- The Washington Times - Wednesday, November 10, 2004

The 2004-05 flu season is starting slower than last year’s, easing some fears about the nation’s shortage of flu vaccine.

The federal Centers for Disease Control and Prevention said 29 states are reporting influenza cases, but no state is reporting widespread flu activity. So far, no cases have been reported in the District, but cases have been reported in Maryland and Virginia.

“We’re not seeing the widespread activity we were seeing this time last year, but influenza is unpredictable,” Dr. Julie Gerberding, director of the CDC, said yesterday. Because of that, she said, she is not making any predictions.

The 2003-04 season started earlier than expected in October, and the early flu deaths of some children suggested it would be severe. Demand for flu shots was great. About 87 million doses of vaccine were available at the start of the season, and nearly all were gone by December.

The United States expected to have 100 million doses of vaccine available this year, but the inventory was slashed to 61 million as a result of contamination found in a British plant of Chiron Corp., one of two firms that make flu vaccine for use in this country.

Dr. Gerberding discussed plans for allocating the remaining 10.3 million doses of flu vaccine that the CDC says are available for use in the United States.

Since the vaccine shortage was first discovered early last month, priority has been given to those considered to be at high risk for flu complications. The list includes children ages 6 months to 23 months, persons ages 65 and older, those ages 2 to 64 with underlying chronic conditions, nursing home residents and pregnant women.

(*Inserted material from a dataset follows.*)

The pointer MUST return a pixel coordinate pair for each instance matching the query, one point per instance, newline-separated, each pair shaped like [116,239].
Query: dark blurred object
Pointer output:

“We want to make sure the remaining doses are distributed in the fairest way they can be. We’re thankful many have stepped aside [and forgone flu shots] … and let the vaccine reallocation process have the best possible outcome,” Dr. Gerberding said. “The CDC has been working very hard to get [vaccine] doses out as quickly as they are produced, and the cooperation we’ve had [from state and local health departments] has been unprecedented.”

Of the vaccine doses remaining, Dr. Gerberding said, 3.1 million will be distributed to states “so they can fulfill 100 percent of their contracts,” whether their vaccine orders had been placed with Chiron or with Aventis Pasteur, the other supplier of flu vaccine in the United States. At this time, Aventis Pasteur is the only vaccine supplier.

In addition, Dr. Gerberding said, over the next two weeks, a total of “7.2 million doses will be apportioned” nationwide. How much vaccine each state receives from that amount, she said, will depend on the number of high-risk persons in the state, the number of doses for high-risk patients each state already has received and “its unmet high-priority needs.”

“Once a state gets its allocation, it will allocate vaccine to individuals and agencies where the need is greatest,” she said. Later, she explained, state health officials will determine where the vaccine goes and that doctors and nursing homes could be among the recipients.

Meanwhile, Dr. Gerberding said, the CDC will “hold back” 1.2 million doses of pediatric flu vaccine, “so we have flexibility if we have an unexpected” need for them in case of outbreaks in children.

Asked whether states reporting flu activity will have a better chance of obtaining vaccine, she said, “If an area is showing accelerated flu activity, we would try to move them to the top of the shipping line.”

Dr. Gerberding said the total high-risk population numbers about 90 million, “but only half of those were vaccinated last year.”